I am starting a new thread with some examples, so as not to derail the original thread.
I am using this page as an example:
http://www.circumstitions.com/HIV-SA.html
The following statements are misleading.
Adult Male Circumcision Significantly Reduces Risk of Acquiring HIV
["Significantly" is used here in a strict statistical sense, different from the common meaning.]
Research can have clinical significance (e.g. the outcome is important, the effect on that outcome is substantial) and/or statistical significance (it is very unlikely that we would see this difference if it was due to chance). Making a point of stating that the significant differences are statistical implies (otherwise why even bring it up?) that the differences are not clinically significant. Yet, by any reasonable measure (prevention of a transmissible disease with a 100% mortality, ~50% relative risk reduction, regions with double digit prevalence), the outcome is also clinically significant.
["Impressive sounding reductions in relative risk can mask much smaller reductions in absolute risk." - editorial in the British Medical Journal, January 19, 2008]
Raising this point implies that the authors are attempting to mask the size of the results. Relative risk reduction and absolute risk reduction are two different ways of summarizing information in a useful manner. That the number for relative risk is always larger than the number for absolute risk simply reflects that they are different measures, not that using one number masks information from another. If anything, the use of absolute risk reduction masks the results, because it cannot be applied to any other group when the underlying incidence varies - exactly the situation we see in spades with HIV. The authors chose to use a summary measure that was useful instead of a summary measure that was not.
[but not double blinded]
[For statistical reasons, effectiveness of a treatment declines with the passage of time.]

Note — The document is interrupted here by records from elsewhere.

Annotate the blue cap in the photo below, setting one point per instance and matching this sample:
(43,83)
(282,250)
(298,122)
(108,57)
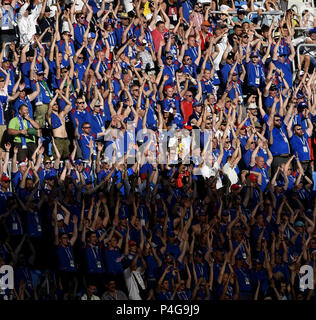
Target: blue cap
(280,183)
(299,224)
(123,213)
(197,103)
(160,213)
(300,95)
(50,175)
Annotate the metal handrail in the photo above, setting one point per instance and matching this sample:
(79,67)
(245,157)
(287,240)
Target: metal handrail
(298,51)
(272,12)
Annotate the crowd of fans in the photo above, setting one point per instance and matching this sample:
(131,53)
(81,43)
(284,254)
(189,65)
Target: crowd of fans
(156,150)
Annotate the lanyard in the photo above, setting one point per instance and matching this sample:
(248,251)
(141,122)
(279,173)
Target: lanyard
(96,254)
(69,254)
(88,140)
(194,52)
(200,269)
(283,135)
(36,217)
(304,142)
(172,70)
(257,70)
(264,174)
(99,120)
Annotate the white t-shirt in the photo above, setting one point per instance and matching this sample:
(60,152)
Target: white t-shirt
(222,45)
(208,172)
(231,173)
(131,284)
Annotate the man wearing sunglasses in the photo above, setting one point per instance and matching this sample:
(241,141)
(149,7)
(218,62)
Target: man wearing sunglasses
(299,142)
(80,27)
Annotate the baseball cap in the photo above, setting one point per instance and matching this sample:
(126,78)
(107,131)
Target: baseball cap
(279,183)
(131,243)
(168,87)
(160,213)
(235,187)
(123,15)
(206,23)
(49,176)
(197,103)
(170,110)
(5,178)
(302,105)
(299,224)
(252,106)
(258,125)
(21,164)
(312,30)
(230,56)
(171,234)
(198,253)
(60,217)
(241,11)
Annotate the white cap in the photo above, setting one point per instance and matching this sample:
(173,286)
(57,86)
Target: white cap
(60,217)
(65,27)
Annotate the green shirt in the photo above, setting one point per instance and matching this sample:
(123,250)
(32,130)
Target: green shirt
(15,124)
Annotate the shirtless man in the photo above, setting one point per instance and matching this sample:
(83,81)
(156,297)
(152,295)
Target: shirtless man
(56,120)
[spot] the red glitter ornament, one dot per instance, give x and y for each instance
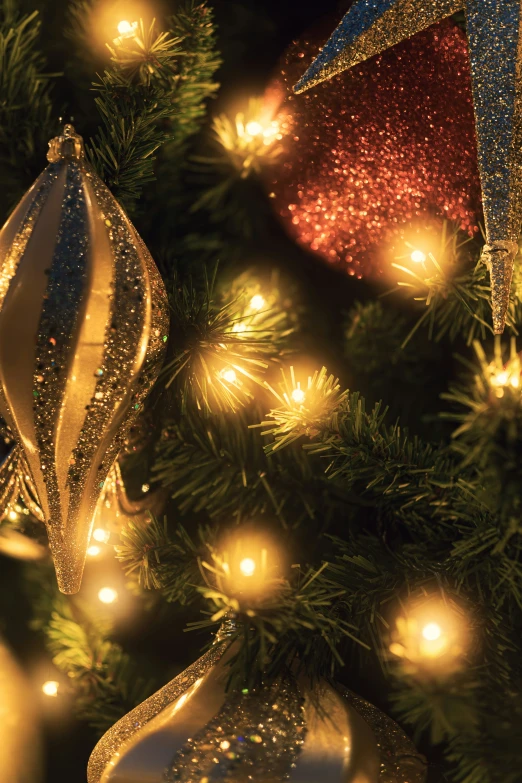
(380, 152)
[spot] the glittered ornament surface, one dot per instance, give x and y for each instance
(193, 730)
(380, 150)
(83, 324)
(494, 39)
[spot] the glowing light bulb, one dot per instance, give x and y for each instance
(124, 27)
(298, 396)
(101, 535)
(50, 688)
(247, 566)
(257, 302)
(418, 257)
(229, 375)
(432, 632)
(107, 595)
(254, 128)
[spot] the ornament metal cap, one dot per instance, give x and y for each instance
(499, 258)
(69, 146)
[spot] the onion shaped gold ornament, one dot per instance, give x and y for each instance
(83, 327)
(192, 730)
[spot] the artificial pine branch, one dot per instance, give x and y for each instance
(455, 288)
(26, 122)
(106, 681)
(152, 94)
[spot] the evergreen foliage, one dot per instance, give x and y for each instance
(374, 519)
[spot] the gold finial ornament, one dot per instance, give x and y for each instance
(68, 146)
(290, 730)
(83, 331)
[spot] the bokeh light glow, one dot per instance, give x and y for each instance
(101, 535)
(298, 396)
(418, 257)
(254, 128)
(257, 302)
(432, 631)
(124, 27)
(107, 595)
(385, 145)
(247, 566)
(50, 688)
(229, 375)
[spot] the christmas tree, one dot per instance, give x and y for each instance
(287, 449)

[These correlations require highly selective use of statistics.]
No attempt is made to demonstrate that these criticisms apply or that they would negate or influence the outcome. The experiment was double-blinded to the full extent possible. Measures that were performed unblinded were objective (HIV serology) so that unblinding would be unable to affect the outcome - making the criticism irrelevant. Statistical reasons for an apparent decline in effectiveness or for the masking of a real decline in effectiveness were not applicable in this experiment. Appropriate use of statistical methods requires the selective use of statistics when considering validity and reliability.
The following statements are inaccurate:
Doctors could spend their time better spent treating people with ulcerative disease and malaria, which make HIV transmission easier
and using the money saved to promote safer sexual practices.

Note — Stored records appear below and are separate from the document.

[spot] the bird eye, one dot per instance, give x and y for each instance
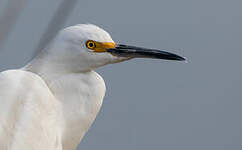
(90, 44)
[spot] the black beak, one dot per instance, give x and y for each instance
(139, 52)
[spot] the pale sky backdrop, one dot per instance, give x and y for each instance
(155, 104)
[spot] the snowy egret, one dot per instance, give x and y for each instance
(51, 102)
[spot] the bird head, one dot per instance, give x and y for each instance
(86, 46)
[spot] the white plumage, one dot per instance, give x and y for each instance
(51, 102)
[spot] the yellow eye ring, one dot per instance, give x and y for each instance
(90, 44)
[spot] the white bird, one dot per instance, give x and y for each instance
(51, 102)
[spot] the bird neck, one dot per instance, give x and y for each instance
(80, 94)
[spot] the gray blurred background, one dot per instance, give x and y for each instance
(154, 104)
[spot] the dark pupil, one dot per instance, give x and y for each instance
(91, 44)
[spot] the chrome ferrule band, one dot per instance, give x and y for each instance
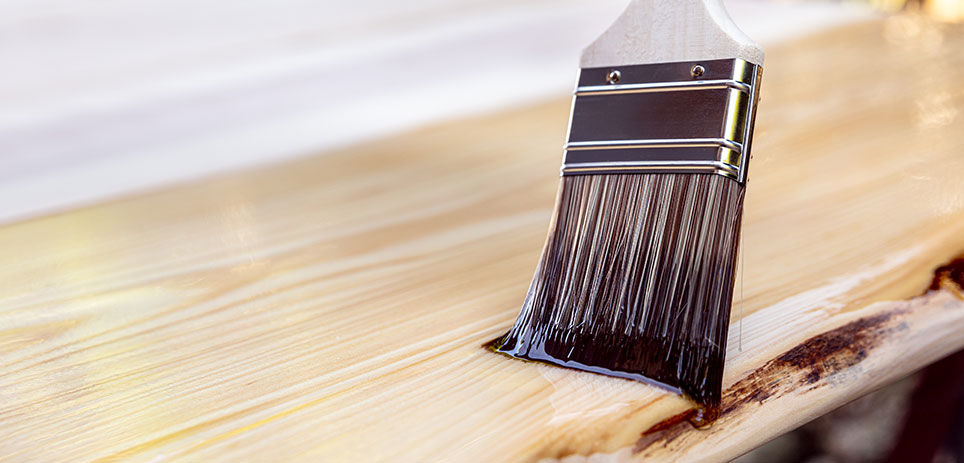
(686, 117)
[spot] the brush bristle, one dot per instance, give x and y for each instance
(636, 280)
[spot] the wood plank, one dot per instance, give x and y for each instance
(335, 308)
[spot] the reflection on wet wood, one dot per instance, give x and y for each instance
(335, 308)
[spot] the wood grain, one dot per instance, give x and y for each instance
(335, 308)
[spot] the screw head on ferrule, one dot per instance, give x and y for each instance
(684, 117)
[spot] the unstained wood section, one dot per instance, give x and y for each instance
(335, 308)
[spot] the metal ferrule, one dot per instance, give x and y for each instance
(686, 117)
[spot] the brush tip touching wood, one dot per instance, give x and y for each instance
(636, 276)
(636, 280)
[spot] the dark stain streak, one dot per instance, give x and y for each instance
(818, 358)
(949, 276)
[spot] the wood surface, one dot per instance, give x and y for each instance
(662, 31)
(335, 308)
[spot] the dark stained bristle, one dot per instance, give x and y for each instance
(636, 281)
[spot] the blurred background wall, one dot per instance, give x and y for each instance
(108, 97)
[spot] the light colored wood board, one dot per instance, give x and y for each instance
(662, 31)
(335, 308)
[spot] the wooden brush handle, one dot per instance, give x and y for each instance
(659, 31)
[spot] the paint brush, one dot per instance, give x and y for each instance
(636, 277)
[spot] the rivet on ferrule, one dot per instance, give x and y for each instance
(656, 118)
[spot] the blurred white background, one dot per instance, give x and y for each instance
(105, 98)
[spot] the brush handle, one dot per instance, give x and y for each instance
(660, 31)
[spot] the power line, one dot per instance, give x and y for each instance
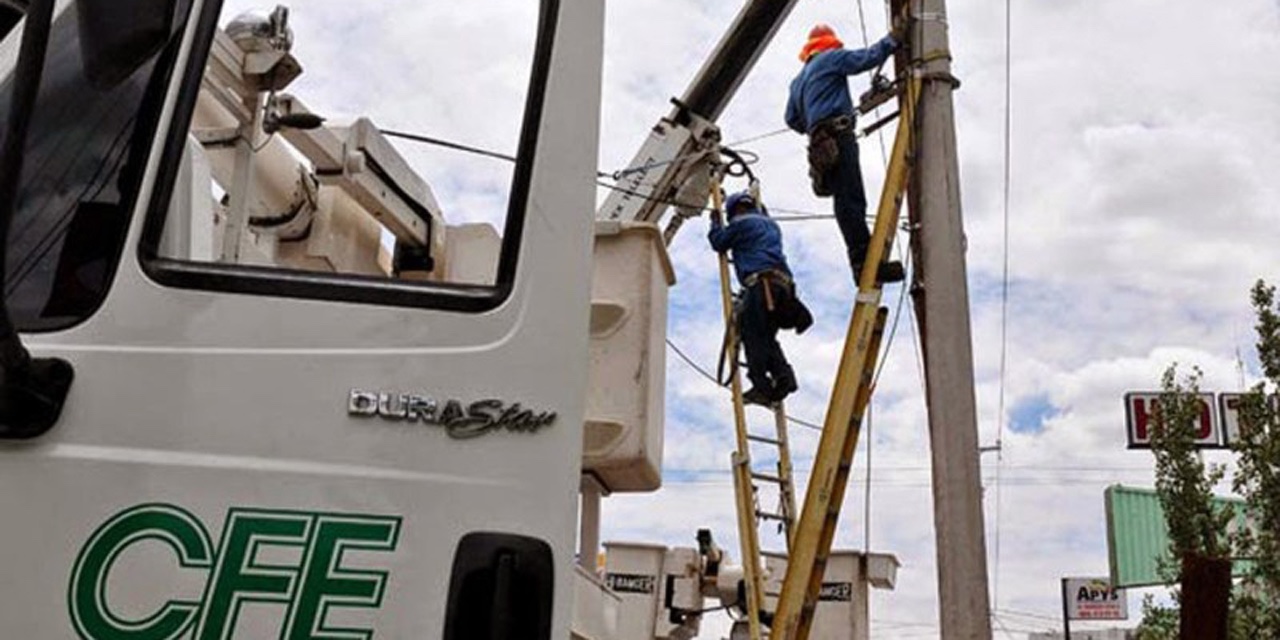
(708, 375)
(1004, 291)
(763, 136)
(456, 146)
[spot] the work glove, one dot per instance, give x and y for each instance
(899, 31)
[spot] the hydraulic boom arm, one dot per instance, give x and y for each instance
(672, 165)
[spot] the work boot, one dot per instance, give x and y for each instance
(785, 385)
(758, 396)
(888, 272)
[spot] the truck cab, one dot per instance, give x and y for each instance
(289, 376)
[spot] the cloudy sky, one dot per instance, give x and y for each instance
(1142, 208)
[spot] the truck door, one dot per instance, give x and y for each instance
(328, 384)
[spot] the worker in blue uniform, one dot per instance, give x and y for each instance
(769, 300)
(819, 106)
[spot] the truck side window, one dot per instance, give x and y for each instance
(85, 155)
(359, 151)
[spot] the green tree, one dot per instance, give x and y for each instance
(1257, 480)
(1184, 485)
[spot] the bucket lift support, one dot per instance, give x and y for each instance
(673, 164)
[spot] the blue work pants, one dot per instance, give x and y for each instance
(758, 330)
(850, 200)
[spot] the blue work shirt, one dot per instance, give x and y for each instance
(821, 90)
(755, 241)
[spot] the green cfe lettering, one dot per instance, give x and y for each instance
(164, 522)
(305, 588)
(327, 584)
(240, 577)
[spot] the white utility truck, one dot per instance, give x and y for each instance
(265, 375)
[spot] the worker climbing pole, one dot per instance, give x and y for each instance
(766, 302)
(849, 398)
(809, 539)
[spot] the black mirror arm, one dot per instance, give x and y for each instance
(32, 391)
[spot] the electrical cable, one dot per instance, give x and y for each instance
(456, 146)
(1004, 296)
(867, 42)
(711, 378)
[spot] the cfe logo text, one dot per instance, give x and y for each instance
(289, 563)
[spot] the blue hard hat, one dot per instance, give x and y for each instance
(732, 202)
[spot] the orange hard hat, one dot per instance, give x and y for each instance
(821, 30)
(822, 37)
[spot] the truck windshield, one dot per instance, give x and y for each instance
(83, 163)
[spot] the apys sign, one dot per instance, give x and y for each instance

Since the study included the promotion of safer sexual practices, it demonstrated that substantial benefit could be seen in addition to the promotion of safer sexual practices.
Few accepted medicines have such a high NNT.
You can go to this site and see that there are many accepted treatments that have a higher NNT. For example, the number of people with hypertension who need to take aspirin in order to prevent one heart attack is 176, yet this is an accepted treatment. The more important consideration is the time period. You only need to circumcise men once in order to save one life per year for the next twenty years. If you want to see the same benefit in other accepted treatments, you have to treat those people twenty times. Once you inflate the NNT for accepted treatments by twenty (or reduce it for circumcision by that amount), the NNT for circumcision compares very favourably with other treatments.
These example are by no means inclusive.